Obligatory instrumental opener "Giant Causeway" begins the album with a burst of static before erupting into a distorted guitar solo accompanied by crashing drums and some heavy-handed piano playing. Trail of Dead is a band best listened to with the volume turned way up; when I say they play loud, I mean they are loud. The drone of feedback announces the first proper song of the collection, "Far Pavilions," a song that does away with orchestral flourishes and launches straight into an up tempo punk roar. The duo of vocalists Conrad Keely and Jason Reece has long been one of Trail of Dead's strongest points, and their interplay here is like a blast from the past.
It's almost impossible for Trail of Dead to write a three-minute song, however, and the band' compositional wankery is revealed right off the bat with "Far Pavilions"' swelling bridge and the half a minute of white noise that ends the song. This comes with the territory with them, and in songs like "Far Pavilions" or the atmospheric multi-movement epic "Halcyon Days" it highlights what makes the Dead truly special; the ability to craft dramatic, theatrical works of genuine rock `n roll without coming off as ham-fisted egomaniacs. But fairly pointless interludes like piano ballad "Insatiable One" bore rather than entertain, and while fifty-second instrumental "An August Theme" sets up the closer rather grandly, it's also totally unnecessary.
Then again, this is Trail of Dead, a band who invented a whole myth to explain their name and whose intricate album artwork could be mistaken for the Renaissance drawings of a rather disturbed individual. And when Keely desperately cries out "I have made you in my likeness / and I will make you a keeper of my garden world" or screams out "I heard the voice of God coming in the music / and I felt like Satan," it becomes just another part of the majestic musical scenery rather than meaningless lines of bull.
But it's truly the music that separates The Century of Self from Trail of Dead's more divisive musical explorations, a potent blend of fist-pumping guitars and thumping drums mixed with a dose of symphonic orchestration that doesn't overpower the band's roots. Keely has said that this is the first time the band has tracked everything live without overdubs in years, and it's a welcome respite from the often jumbled messes of sound that characterized So Divided and, to a lesser extent, Worlds Apart.
The band's trademark climax/breakdown juxtaposition has been polished to perfection here, from the threatening buildup of "Inland Sea" to the tug-of-war between galloping electric guitar and stomping chants on "Isis Unveiled." Less polished than their previous two records, it's Century's noisy grit and unmitigated passion that make songs like the understated "Luna Park" highlights; the gorgeous, simple piano melody outlining Reece's plaintive vocals and a gradual conclusion that might be the best of its kind on the album.
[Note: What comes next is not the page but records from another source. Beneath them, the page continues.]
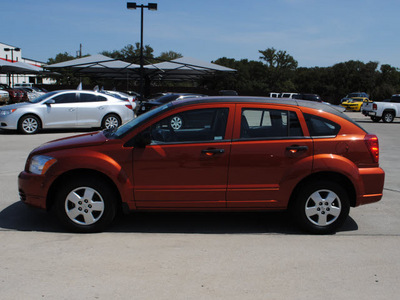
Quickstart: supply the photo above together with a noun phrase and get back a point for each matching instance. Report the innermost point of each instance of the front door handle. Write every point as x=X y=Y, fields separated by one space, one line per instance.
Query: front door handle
x=296 y=148
x=211 y=152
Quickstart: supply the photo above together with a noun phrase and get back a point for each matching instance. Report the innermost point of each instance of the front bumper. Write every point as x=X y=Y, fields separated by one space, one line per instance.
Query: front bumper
x=32 y=189
x=352 y=107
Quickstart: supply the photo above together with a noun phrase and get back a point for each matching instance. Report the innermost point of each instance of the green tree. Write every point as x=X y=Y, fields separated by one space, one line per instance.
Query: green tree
x=169 y=55
x=65 y=77
x=280 y=69
x=131 y=53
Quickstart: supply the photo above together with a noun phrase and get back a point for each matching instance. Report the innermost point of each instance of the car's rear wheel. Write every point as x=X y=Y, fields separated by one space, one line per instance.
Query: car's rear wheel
x=85 y=204
x=375 y=119
x=110 y=121
x=29 y=124
x=388 y=116
x=176 y=122
x=321 y=207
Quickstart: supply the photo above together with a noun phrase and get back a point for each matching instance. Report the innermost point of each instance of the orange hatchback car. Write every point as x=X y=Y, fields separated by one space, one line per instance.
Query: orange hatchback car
x=211 y=154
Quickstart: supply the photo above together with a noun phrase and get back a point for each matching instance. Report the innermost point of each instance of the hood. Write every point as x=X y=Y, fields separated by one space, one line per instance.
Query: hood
x=16 y=105
x=83 y=140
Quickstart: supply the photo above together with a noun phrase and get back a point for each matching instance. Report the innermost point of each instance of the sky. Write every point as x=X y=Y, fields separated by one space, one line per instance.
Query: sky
x=315 y=32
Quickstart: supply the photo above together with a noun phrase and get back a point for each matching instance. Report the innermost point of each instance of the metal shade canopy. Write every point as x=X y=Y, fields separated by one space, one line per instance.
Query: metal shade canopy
x=181 y=69
x=184 y=68
x=98 y=65
x=7 y=67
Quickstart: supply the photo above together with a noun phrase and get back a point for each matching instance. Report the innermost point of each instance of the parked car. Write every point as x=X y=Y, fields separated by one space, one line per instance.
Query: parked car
x=354 y=104
x=164 y=98
x=309 y=97
x=233 y=153
x=121 y=95
x=15 y=95
x=287 y=95
x=4 y=97
x=66 y=109
x=386 y=110
x=354 y=95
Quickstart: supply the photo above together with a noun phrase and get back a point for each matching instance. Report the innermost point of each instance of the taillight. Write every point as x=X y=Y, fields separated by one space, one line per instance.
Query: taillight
x=373 y=146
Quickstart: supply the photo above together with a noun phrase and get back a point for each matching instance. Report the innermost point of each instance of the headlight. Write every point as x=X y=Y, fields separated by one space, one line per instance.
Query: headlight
x=40 y=164
x=5 y=112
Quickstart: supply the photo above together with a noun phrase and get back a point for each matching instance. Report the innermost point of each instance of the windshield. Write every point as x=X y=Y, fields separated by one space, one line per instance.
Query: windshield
x=127 y=127
x=43 y=97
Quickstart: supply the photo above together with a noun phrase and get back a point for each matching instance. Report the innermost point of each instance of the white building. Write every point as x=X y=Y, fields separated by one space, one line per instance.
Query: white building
x=12 y=53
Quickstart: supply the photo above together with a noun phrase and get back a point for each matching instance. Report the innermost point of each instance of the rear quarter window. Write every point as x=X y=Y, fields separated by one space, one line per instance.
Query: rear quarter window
x=318 y=126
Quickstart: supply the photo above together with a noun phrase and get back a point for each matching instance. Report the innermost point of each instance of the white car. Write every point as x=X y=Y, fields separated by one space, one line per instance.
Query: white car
x=66 y=109
x=4 y=97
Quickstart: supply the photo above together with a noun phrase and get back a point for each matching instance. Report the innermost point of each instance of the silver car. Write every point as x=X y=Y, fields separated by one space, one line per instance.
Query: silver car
x=66 y=109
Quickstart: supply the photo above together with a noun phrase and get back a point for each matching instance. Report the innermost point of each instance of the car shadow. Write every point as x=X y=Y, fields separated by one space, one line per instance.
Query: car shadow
x=47 y=131
x=21 y=217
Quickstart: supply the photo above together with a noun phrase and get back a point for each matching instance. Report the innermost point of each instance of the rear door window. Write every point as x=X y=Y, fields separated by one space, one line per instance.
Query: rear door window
x=269 y=123
x=65 y=98
x=318 y=126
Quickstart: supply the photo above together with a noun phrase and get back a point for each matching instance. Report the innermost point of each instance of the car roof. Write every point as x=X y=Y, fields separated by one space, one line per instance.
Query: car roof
x=244 y=99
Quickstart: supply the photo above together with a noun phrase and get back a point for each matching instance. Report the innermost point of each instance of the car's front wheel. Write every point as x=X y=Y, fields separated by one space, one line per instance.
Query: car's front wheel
x=321 y=207
x=375 y=119
x=388 y=117
x=176 y=123
x=85 y=204
x=110 y=121
x=29 y=124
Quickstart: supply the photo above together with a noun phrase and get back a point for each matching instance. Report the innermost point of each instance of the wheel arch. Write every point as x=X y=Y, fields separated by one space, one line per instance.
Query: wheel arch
x=389 y=110
x=81 y=172
x=109 y=114
x=30 y=114
x=341 y=179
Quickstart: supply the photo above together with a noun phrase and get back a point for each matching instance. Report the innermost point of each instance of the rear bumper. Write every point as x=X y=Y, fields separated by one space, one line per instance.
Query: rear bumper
x=373 y=180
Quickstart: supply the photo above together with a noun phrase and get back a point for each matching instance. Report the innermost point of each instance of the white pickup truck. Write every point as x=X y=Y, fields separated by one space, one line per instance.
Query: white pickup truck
x=385 y=111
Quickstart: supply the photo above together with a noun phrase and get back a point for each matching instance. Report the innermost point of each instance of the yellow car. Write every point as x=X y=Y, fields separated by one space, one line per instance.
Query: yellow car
x=354 y=104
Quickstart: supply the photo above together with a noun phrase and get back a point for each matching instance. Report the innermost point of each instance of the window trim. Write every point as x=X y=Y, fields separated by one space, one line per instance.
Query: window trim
x=288 y=110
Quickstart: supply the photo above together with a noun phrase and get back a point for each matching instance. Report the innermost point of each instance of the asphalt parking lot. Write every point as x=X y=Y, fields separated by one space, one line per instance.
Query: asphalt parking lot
x=199 y=255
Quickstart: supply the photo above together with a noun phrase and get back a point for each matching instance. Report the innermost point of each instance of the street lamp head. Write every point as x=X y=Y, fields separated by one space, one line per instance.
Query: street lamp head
x=152 y=6
x=12 y=49
x=131 y=5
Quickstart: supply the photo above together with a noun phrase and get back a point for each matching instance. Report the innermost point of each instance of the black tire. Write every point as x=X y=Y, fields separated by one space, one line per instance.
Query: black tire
x=85 y=204
x=321 y=207
x=176 y=122
x=111 y=121
x=388 y=116
x=376 y=119
x=29 y=124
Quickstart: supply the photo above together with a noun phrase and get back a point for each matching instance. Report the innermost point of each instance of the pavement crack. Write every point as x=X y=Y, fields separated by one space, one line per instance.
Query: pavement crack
x=392 y=190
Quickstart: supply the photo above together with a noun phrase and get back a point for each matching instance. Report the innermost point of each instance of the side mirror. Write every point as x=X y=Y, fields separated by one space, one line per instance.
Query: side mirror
x=142 y=139
x=49 y=102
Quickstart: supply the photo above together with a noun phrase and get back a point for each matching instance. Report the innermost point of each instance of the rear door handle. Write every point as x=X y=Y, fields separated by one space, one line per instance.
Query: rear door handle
x=296 y=148
x=211 y=152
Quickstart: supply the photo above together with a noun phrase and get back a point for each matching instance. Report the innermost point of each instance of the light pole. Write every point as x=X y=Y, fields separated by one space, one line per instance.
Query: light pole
x=150 y=6
x=12 y=60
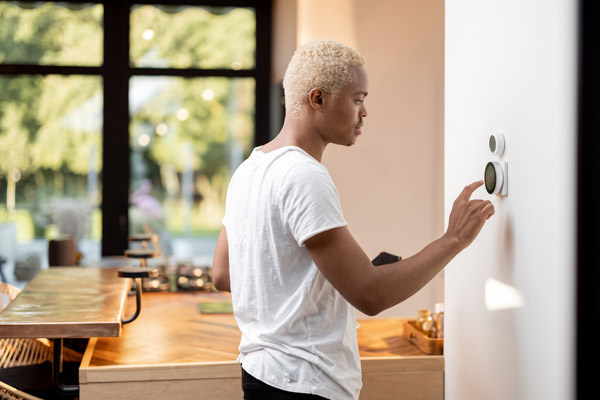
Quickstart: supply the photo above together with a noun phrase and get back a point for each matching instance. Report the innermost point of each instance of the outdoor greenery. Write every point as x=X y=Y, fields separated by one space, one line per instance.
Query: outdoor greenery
x=186 y=134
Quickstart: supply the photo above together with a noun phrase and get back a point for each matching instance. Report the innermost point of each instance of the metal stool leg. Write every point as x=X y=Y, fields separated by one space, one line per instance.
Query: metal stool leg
x=59 y=386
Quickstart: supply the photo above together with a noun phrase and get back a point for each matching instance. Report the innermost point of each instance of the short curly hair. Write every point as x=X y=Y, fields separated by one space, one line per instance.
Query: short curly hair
x=324 y=64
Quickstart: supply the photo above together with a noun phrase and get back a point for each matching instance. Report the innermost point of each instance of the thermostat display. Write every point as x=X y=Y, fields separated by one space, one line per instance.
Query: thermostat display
x=495 y=178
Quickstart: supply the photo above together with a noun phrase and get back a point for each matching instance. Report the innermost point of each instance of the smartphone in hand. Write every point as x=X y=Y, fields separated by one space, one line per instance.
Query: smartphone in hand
x=385 y=258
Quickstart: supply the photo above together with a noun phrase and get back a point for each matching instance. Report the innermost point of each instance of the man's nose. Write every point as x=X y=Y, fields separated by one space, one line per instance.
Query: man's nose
x=363 y=111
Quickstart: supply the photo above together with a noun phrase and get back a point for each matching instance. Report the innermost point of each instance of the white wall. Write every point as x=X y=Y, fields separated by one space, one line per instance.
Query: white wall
x=510 y=67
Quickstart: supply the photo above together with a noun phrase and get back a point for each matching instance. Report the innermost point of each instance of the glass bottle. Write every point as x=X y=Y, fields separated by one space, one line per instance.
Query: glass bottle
x=425 y=321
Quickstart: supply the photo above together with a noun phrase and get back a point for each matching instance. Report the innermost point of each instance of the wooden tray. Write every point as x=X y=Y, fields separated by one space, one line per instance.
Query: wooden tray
x=418 y=338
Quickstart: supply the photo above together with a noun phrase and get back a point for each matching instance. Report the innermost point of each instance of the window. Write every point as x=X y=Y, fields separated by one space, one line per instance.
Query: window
x=118 y=118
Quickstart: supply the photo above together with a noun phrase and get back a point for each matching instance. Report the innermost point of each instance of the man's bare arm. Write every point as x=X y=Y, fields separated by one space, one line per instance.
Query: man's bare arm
x=374 y=289
x=220 y=267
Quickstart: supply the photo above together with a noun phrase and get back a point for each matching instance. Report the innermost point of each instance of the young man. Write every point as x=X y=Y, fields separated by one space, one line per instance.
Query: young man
x=293 y=268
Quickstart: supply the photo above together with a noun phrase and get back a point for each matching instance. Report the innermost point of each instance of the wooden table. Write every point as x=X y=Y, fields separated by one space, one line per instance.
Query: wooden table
x=172 y=351
x=67 y=302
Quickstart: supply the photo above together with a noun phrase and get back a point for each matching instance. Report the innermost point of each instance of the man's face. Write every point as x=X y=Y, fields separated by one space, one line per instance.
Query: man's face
x=344 y=111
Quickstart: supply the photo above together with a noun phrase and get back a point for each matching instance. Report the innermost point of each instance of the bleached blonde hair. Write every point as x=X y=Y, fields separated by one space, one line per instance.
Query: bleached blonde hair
x=324 y=64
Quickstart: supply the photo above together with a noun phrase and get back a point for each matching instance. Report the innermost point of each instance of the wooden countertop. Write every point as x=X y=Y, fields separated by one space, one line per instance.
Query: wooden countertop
x=173 y=351
x=170 y=329
x=67 y=302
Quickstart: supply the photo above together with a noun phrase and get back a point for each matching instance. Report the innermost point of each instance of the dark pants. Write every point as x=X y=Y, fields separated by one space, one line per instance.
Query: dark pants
x=258 y=390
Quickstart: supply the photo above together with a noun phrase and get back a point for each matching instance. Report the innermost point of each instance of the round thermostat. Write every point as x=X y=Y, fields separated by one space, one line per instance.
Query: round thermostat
x=496 y=143
x=493 y=177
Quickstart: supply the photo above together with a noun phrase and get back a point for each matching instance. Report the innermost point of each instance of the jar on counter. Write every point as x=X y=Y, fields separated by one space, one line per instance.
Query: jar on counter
x=424 y=322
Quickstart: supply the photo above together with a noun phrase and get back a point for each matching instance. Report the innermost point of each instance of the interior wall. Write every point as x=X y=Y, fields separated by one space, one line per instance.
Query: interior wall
x=391 y=181
x=510 y=68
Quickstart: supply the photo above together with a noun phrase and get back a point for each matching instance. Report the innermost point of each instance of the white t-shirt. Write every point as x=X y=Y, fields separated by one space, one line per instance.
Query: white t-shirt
x=298 y=332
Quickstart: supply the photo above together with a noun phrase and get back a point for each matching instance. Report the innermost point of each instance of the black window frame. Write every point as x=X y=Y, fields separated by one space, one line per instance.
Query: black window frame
x=116 y=72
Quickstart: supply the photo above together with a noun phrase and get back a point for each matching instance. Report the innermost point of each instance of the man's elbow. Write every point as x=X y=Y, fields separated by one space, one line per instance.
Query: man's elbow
x=221 y=282
x=369 y=305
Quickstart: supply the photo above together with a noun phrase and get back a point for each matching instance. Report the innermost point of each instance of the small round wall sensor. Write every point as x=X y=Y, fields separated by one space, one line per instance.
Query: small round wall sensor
x=493 y=177
x=496 y=143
Keely, normally the primary singer, has never been known for his strong voice, and many a Trail of Dead song has been derailed by pushing him forward too much. "Inland Sea" is dragged down by Keely's slurred howl and on "Pictures of an Only Child" he is virtually unintelligible in the mix, two extremes that showcase the exception rather than the norm. For the most part, however, the band rides a comfortable equilibrium between the two, and on songs like the rollicking "Fields of Coal," Keely's exuberant verses are an essential ingredient.
It's no Source Tags & Codes, an indie rock masterpiece if there ever was one, and it's certainly not the cluttered hit-or-miss of their later efforts, but The Century of Self is a fine achievement for a band in a potentially dangerous phase of their career. Excellently produced and performed with a fervor that many have said has been missing from their oeuvre for too long, Trail of Dead's latest should be a satisfying refresher course in the more destructive, noisier aspects of art rock.